Lastly, we conclude this section by reporting the best performance of each strategy to compare three groups of strategies; they are (1) the approaches that adopt fine-tuning deep architectures (i.e., FTAN, FTGN, FTVGG, FTRN, and the method proposed by Bianco et al. in [13]), (2) the methods which combine fine-tuning deep architectures and traditional classifiers (i.e., FTVGG + kNN, FTGN + kNN, FTAN + kNN, FTRN + kNN, FTVGG + random forest, FTGN + random forest, FTAN + random forest, FTRN + random forest, FTAN + SVM, FTGN + SVM, FTVGG + SVM, and FTRN + SVM), and (3) those strategies employing hand-crafted features (i.e., GFBR, LFBR). The results are shown in Table 6, where RF represents random forest classifier.
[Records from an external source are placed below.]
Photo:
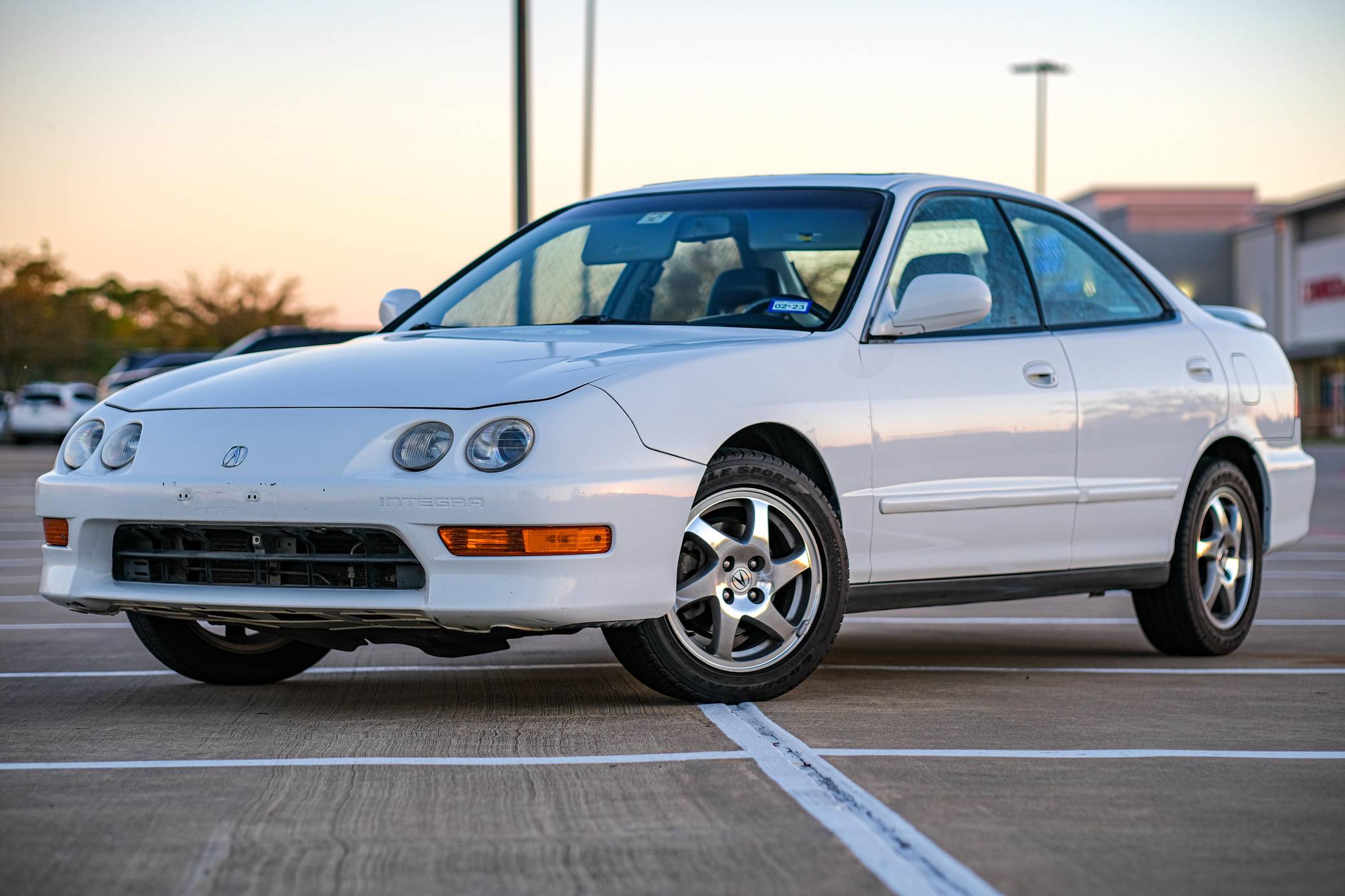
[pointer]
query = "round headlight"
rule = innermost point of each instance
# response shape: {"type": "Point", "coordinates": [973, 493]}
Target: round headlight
{"type": "Point", "coordinates": [500, 444]}
{"type": "Point", "coordinates": [120, 450]}
{"type": "Point", "coordinates": [82, 443]}
{"type": "Point", "coordinates": [423, 445]}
We have the observations from Table 6 that the proposed classification mechanisms which combine fine-tuning deep architectures and traditional classifiers demonstrate the superiority compared with other two groups of approaches, including the ones that adopt fine-tuning deep architectures and hand-crafted ones. The proposed scheme specially obtains 8.5%, 10.7%, and 11.7% improvements on kNN, random forest, and SVM, respectively, towards FTAN strategy. With respect to FTGN, it obtains 3.9%, 3.3%, amd 4.6% when combining kNN, random forest, and SVM, respectively. Regarding FTVGG, it improves 5.9%, 6.6%, and 6.6% on kNN, random forest, and SVM, respectively, while, with regard to FTRN, it can achieve 4.6%, 4.4%, and 4.6% improvements when combining kNN, random forest, and SVM, respectively. Compared to the method presented by Bianco et al. [13], the proposed mechanism obtains the improvement up to 7.125%.

4. Conclusion

With the amount of logo data on the Internet continuing to grow, designing effective management tools and systems is becoming imperative. This paper focuses on developing a fundamental tool for organizing logos by classifying them, which could make browsing and searching for logos more efficient. We design a combination mechanism that integrates both the advantages of deep learning models and traditional classification algorithms. Specifically, we firstly obtain the logo representations by fine-tuning several important deep architectures and then combine the learned logo representations with several traditional classifiers to carry out the logo classification task. While deep learning requires a large amount of data for training, we manage to achieve a high level of accuracy with a small-scale training set using transfer learning. Meanwhile, we build a Logo-405 dataset, which is larger than the existing logo datasets and can be publicly available. Experiments were conducted on both the Logo-405 dataset and FlickrLogos-32 dataset, and the results demonstrated that the proposed combination mechanism can effectively support logo classification and achieve better performance compared with other approaches, including the methods which integrate hand-crafted features and traditional pattern recognition algorithms and the models which employ deep CNNs.

Conflicts of Interest

The authors declare that there are no conflicts of interest regarding the publication of this paper.

Acknowledgments

This work was made possible through support from the major project of Natural Science Foundation of Shandong Province (ZR2016FQ20, ZR2014FM001), Postdoctoral Science Foundation of China (2017M612338), Natural Science Foundation of China (61702313, 61572300), Taishan Scholar Program of Shandong Province in China (TSHW201502038), and Fundamental Science and Frontier Technology Research of Chongqing CSTC (cstc2015jcyjBX0124).